Categorization of sounds and prosody for non-native speech is the object of the ANR+DFG project IFCASL devoted to French and German languages. Within this project, we built a bilingual corpus and started a study about the realization of (final) voicing in both languages. We also gave a training course about non-native phonetic realizations for a Spring School devoted to Individualized centered approaches to speech processing [63] .

Bilingual speech corpus of French and German language learners

We designed a corpus of native and non-native speech for the French-German language pair, with a special emphasis on phonetic and prosodic aspects. To our knowledge there is no suitable corpus, in terms of size and coverage, currently available for this target language pair [9] .

We adopted a two step process to create the corpus. Firstly, a bilingual corpus including all sounds of each language and all speech phenomena of potential interest was recorded from a few speakers (14), and analyzed. Its analysis revealed/confirmed: 1) the existence of special strategies due to sentence reading and sentence listening conditions, 2) the importance of recording duration (the recording sessions should not last more than one hour to avoid subjects’ fatigue), 3) the frequence and importance of some mispronunciations (voicing problems, erroneous presence (or absence) of /h/ for German (or French) non-native speakers, rhythm ...). Secondly, we specified and collected the final corpus [24] , which is focused on the problems revealed by the preliminary corpus. One hundred speakers (50 French and 50 German speakers), beginners and advanced speakers, recorded 60 sentences in their second language and 30 in their native language, which gave a total amount of about 6000 non-native and 3000 native sentence realizations. The sentences were read in two conditions depending upon whether or not the subjects listen to a reference before producing the sentence. A small text as well as sentences devoted to focus analysis completed the corpus. The data was segmented and labelled at word and phone levels by an automatic alignment algorithm elaborated by our team (cf. 6.4.3.2 ). The outputs were then manually checked at the levels of phones and words (phonetic transcription) and corrections were made if necessary. In order to check the homogeneity of the corrections made by the seven annotators, phone boundaries were compared with those achieved by a golden annotator on a few sentences using the CoALT tool.

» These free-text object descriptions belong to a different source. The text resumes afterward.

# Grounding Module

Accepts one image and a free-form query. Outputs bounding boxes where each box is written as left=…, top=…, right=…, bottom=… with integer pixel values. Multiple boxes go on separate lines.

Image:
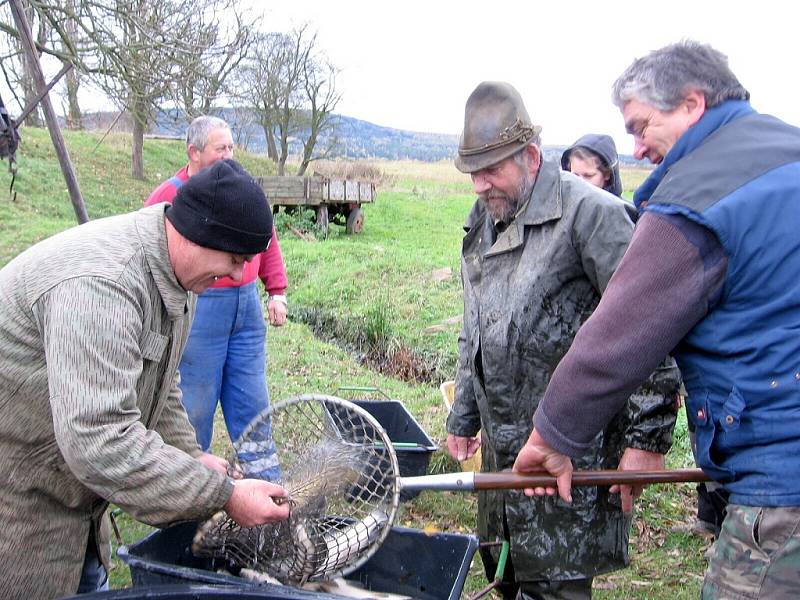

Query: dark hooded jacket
left=561, top=134, right=623, bottom=197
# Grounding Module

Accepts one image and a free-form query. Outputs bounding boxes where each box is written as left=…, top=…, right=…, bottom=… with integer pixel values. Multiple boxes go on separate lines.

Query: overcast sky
left=4, top=0, right=797, bottom=157
left=255, top=0, right=799, bottom=154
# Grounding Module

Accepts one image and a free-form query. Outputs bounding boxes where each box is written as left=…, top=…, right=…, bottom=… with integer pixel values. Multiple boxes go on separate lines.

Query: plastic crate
left=115, top=521, right=478, bottom=600
left=351, top=399, right=438, bottom=501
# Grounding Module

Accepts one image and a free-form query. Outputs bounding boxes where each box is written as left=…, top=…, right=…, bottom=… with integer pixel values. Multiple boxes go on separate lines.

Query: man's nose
left=471, top=172, right=491, bottom=194
left=633, top=139, right=647, bottom=161
left=228, top=264, right=244, bottom=282
left=222, top=147, right=234, bottom=160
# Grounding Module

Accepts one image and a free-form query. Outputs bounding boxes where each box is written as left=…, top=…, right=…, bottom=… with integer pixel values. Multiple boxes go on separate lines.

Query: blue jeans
left=179, top=282, right=280, bottom=481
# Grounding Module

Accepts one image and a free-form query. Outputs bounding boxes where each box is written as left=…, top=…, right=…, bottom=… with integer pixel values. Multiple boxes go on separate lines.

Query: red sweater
left=145, top=165, right=288, bottom=295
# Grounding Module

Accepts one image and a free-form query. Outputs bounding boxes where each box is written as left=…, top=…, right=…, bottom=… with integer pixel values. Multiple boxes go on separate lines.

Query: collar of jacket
left=484, top=159, right=562, bottom=256
left=136, top=204, right=191, bottom=319
left=633, top=100, right=755, bottom=209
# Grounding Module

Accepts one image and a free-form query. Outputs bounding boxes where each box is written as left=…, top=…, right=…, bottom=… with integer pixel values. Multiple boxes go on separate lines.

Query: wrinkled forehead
left=205, top=127, right=234, bottom=146
left=622, top=99, right=657, bottom=134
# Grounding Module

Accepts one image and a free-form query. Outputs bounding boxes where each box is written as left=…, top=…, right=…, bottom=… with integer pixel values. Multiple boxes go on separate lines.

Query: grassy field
left=0, top=128, right=709, bottom=598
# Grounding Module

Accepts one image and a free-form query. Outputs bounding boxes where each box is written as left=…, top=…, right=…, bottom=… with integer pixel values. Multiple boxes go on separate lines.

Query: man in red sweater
left=146, top=115, right=287, bottom=480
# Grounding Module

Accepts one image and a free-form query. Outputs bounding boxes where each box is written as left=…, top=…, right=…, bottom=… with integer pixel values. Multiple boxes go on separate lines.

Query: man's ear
left=684, top=89, right=707, bottom=127
left=524, top=144, right=541, bottom=176
left=187, top=144, right=201, bottom=164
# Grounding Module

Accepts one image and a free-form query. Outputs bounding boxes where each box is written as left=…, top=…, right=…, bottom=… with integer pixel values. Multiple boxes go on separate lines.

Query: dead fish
left=265, top=519, right=325, bottom=584
left=239, top=568, right=282, bottom=585
left=317, top=508, right=390, bottom=575
left=303, top=576, right=412, bottom=600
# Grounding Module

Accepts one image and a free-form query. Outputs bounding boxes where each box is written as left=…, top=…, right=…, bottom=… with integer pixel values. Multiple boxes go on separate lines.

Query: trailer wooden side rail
left=257, top=175, right=376, bottom=235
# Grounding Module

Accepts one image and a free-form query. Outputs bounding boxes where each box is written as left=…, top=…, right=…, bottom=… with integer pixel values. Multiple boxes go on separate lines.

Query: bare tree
left=229, top=103, right=257, bottom=151
left=237, top=30, right=303, bottom=175
left=296, top=51, right=341, bottom=175
left=0, top=0, right=48, bottom=126
left=5, top=0, right=252, bottom=179
left=59, top=0, right=81, bottom=128
left=176, top=4, right=257, bottom=119
left=65, top=0, right=230, bottom=178
left=236, top=26, right=340, bottom=176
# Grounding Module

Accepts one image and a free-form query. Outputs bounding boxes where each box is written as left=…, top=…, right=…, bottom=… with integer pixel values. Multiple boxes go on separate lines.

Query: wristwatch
left=269, top=294, right=287, bottom=306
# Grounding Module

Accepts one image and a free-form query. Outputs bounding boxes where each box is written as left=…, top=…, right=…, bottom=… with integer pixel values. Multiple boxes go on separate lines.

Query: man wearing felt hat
left=0, top=158, right=290, bottom=600
left=445, top=81, right=682, bottom=599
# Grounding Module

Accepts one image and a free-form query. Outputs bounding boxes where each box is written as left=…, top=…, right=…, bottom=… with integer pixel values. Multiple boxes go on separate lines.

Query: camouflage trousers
left=702, top=504, right=800, bottom=599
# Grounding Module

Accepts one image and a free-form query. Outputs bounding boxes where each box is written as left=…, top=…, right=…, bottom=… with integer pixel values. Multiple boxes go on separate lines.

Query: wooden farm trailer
left=257, top=175, right=376, bottom=235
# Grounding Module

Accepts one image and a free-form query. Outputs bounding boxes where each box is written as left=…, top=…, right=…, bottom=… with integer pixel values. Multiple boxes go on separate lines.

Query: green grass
left=1, top=128, right=704, bottom=598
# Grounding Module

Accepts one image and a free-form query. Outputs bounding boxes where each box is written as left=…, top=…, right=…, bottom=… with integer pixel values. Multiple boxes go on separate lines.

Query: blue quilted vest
left=645, top=113, right=800, bottom=506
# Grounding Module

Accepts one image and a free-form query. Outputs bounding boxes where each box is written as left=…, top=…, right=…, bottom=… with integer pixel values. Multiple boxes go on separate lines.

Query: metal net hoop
left=193, top=393, right=400, bottom=584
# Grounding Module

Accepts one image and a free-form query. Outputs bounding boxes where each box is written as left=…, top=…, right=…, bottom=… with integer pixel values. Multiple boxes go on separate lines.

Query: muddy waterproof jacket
left=447, top=160, right=680, bottom=580
left=0, top=205, right=233, bottom=600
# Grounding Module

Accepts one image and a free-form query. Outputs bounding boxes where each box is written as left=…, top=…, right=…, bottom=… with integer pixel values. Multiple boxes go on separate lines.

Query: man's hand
left=512, top=428, right=573, bottom=503
left=268, top=299, right=287, bottom=327
left=610, top=448, right=665, bottom=514
left=196, top=452, right=242, bottom=479
left=224, top=479, right=290, bottom=527
left=446, top=433, right=481, bottom=462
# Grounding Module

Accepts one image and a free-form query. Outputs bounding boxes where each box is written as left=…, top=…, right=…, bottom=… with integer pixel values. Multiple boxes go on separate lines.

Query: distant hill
left=82, top=109, right=649, bottom=166
left=148, top=109, right=462, bottom=162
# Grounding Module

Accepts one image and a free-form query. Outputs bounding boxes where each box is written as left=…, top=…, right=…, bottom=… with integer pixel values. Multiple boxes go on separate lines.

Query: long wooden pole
left=400, top=468, right=710, bottom=492
left=9, top=0, right=88, bottom=224
left=473, top=468, right=710, bottom=489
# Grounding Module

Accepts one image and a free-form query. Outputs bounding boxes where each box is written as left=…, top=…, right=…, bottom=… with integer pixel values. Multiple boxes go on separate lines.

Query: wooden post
left=9, top=0, right=88, bottom=224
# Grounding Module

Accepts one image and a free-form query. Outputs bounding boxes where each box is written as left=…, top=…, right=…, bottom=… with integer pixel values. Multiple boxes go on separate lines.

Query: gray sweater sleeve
left=533, top=211, right=727, bottom=457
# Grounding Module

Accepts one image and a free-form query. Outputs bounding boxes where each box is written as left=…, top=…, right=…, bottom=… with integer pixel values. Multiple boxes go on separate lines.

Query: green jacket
left=0, top=205, right=233, bottom=599
left=447, top=160, right=680, bottom=580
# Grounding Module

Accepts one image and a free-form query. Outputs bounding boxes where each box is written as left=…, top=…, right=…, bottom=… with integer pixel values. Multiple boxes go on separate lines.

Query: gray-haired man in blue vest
left=513, top=40, right=800, bottom=599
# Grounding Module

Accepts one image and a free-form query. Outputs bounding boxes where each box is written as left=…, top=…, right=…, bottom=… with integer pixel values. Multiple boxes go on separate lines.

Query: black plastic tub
left=114, top=521, right=478, bottom=600
left=351, top=400, right=438, bottom=501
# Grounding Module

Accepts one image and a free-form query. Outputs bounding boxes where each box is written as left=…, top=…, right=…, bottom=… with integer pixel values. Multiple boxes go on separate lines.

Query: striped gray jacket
left=0, top=205, right=233, bottom=599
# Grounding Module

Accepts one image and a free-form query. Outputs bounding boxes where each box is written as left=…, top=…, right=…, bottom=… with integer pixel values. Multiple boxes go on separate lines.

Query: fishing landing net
left=192, top=394, right=400, bottom=584
left=192, top=394, right=710, bottom=585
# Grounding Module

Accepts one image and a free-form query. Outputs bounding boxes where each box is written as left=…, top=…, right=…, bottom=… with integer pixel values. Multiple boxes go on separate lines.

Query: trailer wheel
left=346, top=207, right=364, bottom=234
left=315, top=205, right=329, bottom=237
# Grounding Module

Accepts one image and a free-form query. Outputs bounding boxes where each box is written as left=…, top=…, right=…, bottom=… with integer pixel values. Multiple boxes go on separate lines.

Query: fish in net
left=193, top=394, right=399, bottom=584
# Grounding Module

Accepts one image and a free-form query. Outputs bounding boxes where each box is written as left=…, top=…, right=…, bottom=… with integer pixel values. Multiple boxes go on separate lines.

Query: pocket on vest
left=687, top=391, right=735, bottom=482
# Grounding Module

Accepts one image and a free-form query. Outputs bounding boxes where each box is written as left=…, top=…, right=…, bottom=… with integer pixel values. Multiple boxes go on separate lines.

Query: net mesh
left=192, top=394, right=399, bottom=584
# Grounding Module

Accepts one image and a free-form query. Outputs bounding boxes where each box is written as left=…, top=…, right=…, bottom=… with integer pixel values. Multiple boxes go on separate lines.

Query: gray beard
left=480, top=171, right=535, bottom=224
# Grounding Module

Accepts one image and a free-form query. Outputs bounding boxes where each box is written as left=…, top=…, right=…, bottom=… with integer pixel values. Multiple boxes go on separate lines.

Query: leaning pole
left=9, top=0, right=88, bottom=224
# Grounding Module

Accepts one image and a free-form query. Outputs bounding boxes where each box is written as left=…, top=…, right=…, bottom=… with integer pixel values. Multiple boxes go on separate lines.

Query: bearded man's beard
left=480, top=170, right=535, bottom=224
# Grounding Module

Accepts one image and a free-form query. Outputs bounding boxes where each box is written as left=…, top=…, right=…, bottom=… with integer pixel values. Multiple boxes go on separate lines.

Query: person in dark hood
left=561, top=134, right=623, bottom=197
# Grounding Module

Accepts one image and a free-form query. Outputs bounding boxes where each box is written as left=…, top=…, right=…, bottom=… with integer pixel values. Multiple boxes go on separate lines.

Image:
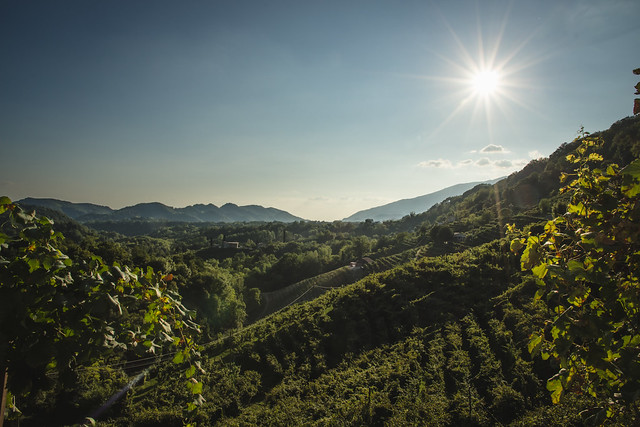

Devoicing of final obstruents by German learners

We investigated a typical example of L1-L2 interference: the realization of voiced fricatives in final position, where the opposition between voiced and unvoiced consonants is neutralized in German (with a bias towards unvoiced consonants) but not in French. As a consequence, German speakers learning French as a second language often produce unvoiced fricatives in final position instead of the expected voiced consonants. We analysed the production of French voiced fricatives for 40 non-native (beginners and advanced speakers) and 8 native speakers. We measured the ratio of locally unvoiced frames in the consonantal segment and also the ratio of consonantal duration vs. the duration of the preceding vowel. Results showed that the realizations of French fricatives by German speakers varied with speakers, speakers’ level and experimental condition (there were two conditions depending on whether or not the subjects listened to a reference before producing the sentence) [23] . As could be expected we observed a continuum between typically voiced and typically unvoiced realizations, and best level speakers tend to produce more typically French realizations. Our next study will concern the perceptual identification of learners’ realizations and the link between perceptual answers and acoustic cues values.